Professor Whitty said older people can and should be served better.
‘We need to recognise and reflect in policy and medical practice where older people are concentrated geographically, increase clinicians’ generalist skills, improve mental health provisions and make it unacceptable to exclude older adults from research because of older age or common comorbidities.’
Professor Kamila Hawthorne, RCGP chair said while it was a testament to advances in medicine that patients are living for longer, they are often living with multiple, chronic health conditions.
‘This is something that GPs and our teams are highly trained to manage and treat, and we are pleased this is recognised in the latest CMO’s report.’

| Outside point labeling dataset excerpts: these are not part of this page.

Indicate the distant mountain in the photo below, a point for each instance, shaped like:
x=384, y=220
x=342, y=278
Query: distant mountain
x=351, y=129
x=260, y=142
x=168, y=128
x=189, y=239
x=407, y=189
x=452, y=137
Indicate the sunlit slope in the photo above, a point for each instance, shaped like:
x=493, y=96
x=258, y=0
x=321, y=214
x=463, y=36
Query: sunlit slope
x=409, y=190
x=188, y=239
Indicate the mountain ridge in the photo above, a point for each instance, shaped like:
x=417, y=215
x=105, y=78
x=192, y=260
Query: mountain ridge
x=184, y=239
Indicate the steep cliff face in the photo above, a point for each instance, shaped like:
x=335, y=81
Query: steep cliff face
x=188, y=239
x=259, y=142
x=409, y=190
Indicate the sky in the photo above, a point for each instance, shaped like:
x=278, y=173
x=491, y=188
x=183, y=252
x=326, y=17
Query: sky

She said GPs were experts at treating the whole person rather than individual conditions.
‘Older patients also really value the continuity of care having your own family doctor can provide – being cared for by a doctor who knows you is a precious commodity.’
The report highlights the ‘utmost importance in resourcing general practice appropriately for the future’, she added.
‘As the report suggests, demand on general practice is only going to intensify – so decisive measures must be taken now to ensure GPs and our teams can deliver the care our ageing patients need now and in the future.’
Greg Fell, president of the Association of Directors of Public Health, said: ‘Only by ensuring that people have access to the things that support us to thrive – like good housing, good work and green spaces – can we ensure that people will continue to enjoy good health and wellbeing as they get older.’
Dr Sarah Clarke, president of the Royal College of Physicians, said: ‘With an increasing number of people with multiple long-term conditions, generalist skills are key, as are close working links with primary, community care and the voluntary sector.’